Observation units fill gap between ED and inpatient
Observation units fill gap between ED and inpatient
Focused service, better than being stuck in hospital’
When Jane Jones’ neighbor drives her to the emergency department (ED) at Denver’s Exempla St. Joseph Hospital, the 80-year-old is dehydrated and too weak to heat a can of soup, but she’s not sick enough to admit — not yet. If she goes back home where she lives by herself, however, she’ll probably become a "bounce-back," an inpatient admission within 24 to 72 hours.
To prevent that, the director of the ED’s observation unit, David Magid, MD, MPH, keeps her overnight. "We can show that the unit improves clinical outcomes, as evidenced by the bounce-back rate," he says. With some patients, there’s the chance of underestimating the severity of a problem during a brief emergency visit. "The observation unit allows us to watch the trajectory of a condition," he notes. "Does it flatten or does it get worse?"
Since its creation two years ago, the unit has grown from six to 11 beds, while the bounce-back rate of 3.8%, out of the 50,000 annual ED visits, has dropped by more than half. Patient satisfaction runs high, and Magid estimates that the unit saves Exempla St. Joseph about $1 million a year. (See "Observation Units: National Highlights," p. 22.)

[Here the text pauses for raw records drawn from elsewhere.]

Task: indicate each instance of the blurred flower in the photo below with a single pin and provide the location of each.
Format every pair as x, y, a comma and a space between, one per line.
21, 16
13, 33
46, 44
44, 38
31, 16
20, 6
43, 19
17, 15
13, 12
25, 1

Admission depends more on the reason for observation than on specific problems. Criteria fall into three categories:
1. Diagnosis and treatment.
Some patients come to the ED with a clear diagnosis. They improve with treatment, but not enough to return safely to their homes. Jane Jones is one example. Many asthma sufferers fall into this group as well. When a particularly severe attack brings them to the ED, they typically receive steroids and breathing therapy. "While we might see some immediate improvement, it could take six hours for the steroids to kick in. So we keep them in observation, give them another breathing treatment, and send them home after they stabilize," Magid explains.
Sometimes, patients with kidney infections become so dehydrated that they vomit when they swallow antibiotic pills. In the observation unit, they might receive a liter of intravenous fluids for rehydration, which stops the vomiting. Most get better as soon as they can keep the meds down.
2. Diagnostic dilemma.
Chest pain is the most common problem in this category. For the initial evaluation of patients with questionable symptoms, observation is ideal. "Before we had the unit," notes Magid, "we found that we sent some patients home after an EKG and they would have a heart attack."
Twenty-four-hour physician staffing packs a high concentration of service into a 12- to 24-hour observation. For inpatients, the same processes would take longer, depending on the frequency of the attending physician’s rounds. The unit offers the additional benefit of treadmill tests followed immediately by interpretation of the results.
This enables patients to go home reassured or to receive rapid treatment if problems show up. By contrast, patients who leave the ED with orders to get treadmill tests often have to wait several weeks for an appointment. Louis Graff, MD, associate director of the ED at New Britain (CT) General Hospital, reports that patients like the efficiency of observation units: "They would rather go there [than to an inpatient unit] for a cardiac work-up because it’s focused, organized care. For them, it’s better than being stuck in the hospital for several days."
3. Safe haven during transition.
When a person is in a steady decline due to old age or chronic illness, a bout of flu or an infection can hasten an anticipated move from independent living to a higher level of care.
"In the past, a family might bring the patient, and we would admit [him or her]. It really wasn’t necessary, and it exposed people to infections," Magid says. An observation unit affords the relatives or case worker a respite of up to 23 hours in which to arrange the move.
Aside from an intermediate length of stay, observation care has other distinct features. It’s far from a catchall, Magid emphasizes. Prior to admission, patients are evaluated for risk of deterioration and intensity of care required. Protocols and checklists screen observation cases from inpatient cases.
Patients with identifiable heart problems go directly to an inpatient unit. "We prefer not to start an inpatient admission in the observation unit. If patients will require one-on-one nursing care, we prefer to admit them to the hospital," says Magid. Even so, one out of six observation patients ends up being admitted. And that’s as it should be, he notes. "If there were no admissions, that would tell us we were probably taking care of patients who should not have been in the unit anyway."
Within six months after Exempla St. Joseph opened the observation unit, the bounce-back rate in the ED went down 60% and has held steady ever since. "We didn’t know how things were going to work out when we designed the unit, but the hospital thought it would be good for patients so they approved it."